Por: Gustavo Páez Escobar

La Bogotá de antaño, la de los silencios monacales y la se­renidad radiante, ha muerto. La mató la locura. De haber seguido como era –lugar apacible, de estrechos senderos y prudentes ambiciones–, que avanzaba con paso firme, miedosa de volverse grande, hoy tendría el tamaño de la sensatez. Cincuenta años atrás aún se montaba en tranvía y se hablaba con el vecino, sin miedo al ratero o al drogadicto, y se regresaba al hogar sin carreras mortales y con el ánimo regocijado, por las calmosas calles que ha borrado el gigantismo destructor.

Hoy, los habitantes de la capital, víctimas de las prisas y los sofocos, las zozobras y las amenazas de las calles caóticas, le perdimos el compás a la  existencia sosegada. Nos cambiaron el paraíso por el infierno, en aras del falso progreso. Nos llevó el diablo.

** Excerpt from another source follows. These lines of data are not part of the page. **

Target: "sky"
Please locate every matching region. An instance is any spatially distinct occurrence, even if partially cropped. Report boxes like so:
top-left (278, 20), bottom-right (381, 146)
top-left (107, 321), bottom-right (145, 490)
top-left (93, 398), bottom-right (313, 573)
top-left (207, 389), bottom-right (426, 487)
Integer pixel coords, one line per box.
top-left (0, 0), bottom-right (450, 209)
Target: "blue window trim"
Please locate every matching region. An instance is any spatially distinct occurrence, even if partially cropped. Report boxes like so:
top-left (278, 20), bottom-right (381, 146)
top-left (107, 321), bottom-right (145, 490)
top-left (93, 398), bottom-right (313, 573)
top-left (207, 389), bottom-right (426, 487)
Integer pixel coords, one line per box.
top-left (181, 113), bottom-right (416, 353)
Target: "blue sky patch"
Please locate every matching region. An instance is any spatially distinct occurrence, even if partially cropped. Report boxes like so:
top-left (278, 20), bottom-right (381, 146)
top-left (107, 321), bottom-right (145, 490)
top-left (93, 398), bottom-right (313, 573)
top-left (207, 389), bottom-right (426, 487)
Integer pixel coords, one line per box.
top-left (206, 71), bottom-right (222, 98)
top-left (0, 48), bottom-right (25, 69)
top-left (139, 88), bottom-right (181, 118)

El mal genio, la neurosis, la grosería, el egoísmo, la indolencia, la agresividad y todos los pecados que inoculan las metrópolis deshumanizadas, hicieron de nuestra hermosa capital un territorio huraño y perturbador. Y se volvió veloz, monumental, soberbia en sus moles de cemento y rastrera en sus miserias. Nos atropelló el modernismo.

No podía continuar siendo el sitio poético y amodorrado que crearon los centenaristas en aquellos tiempos en que podía respirarse aire puro y vivir sin  fatigas. Había que darle paso a la transformación. La ciudad fue cambiando de piel. A medida que crecían sus límites, au­mentaban las insuficiencias. Cuando apenas llegaba a la plazoleta de San Diego, el territorio era gobernable.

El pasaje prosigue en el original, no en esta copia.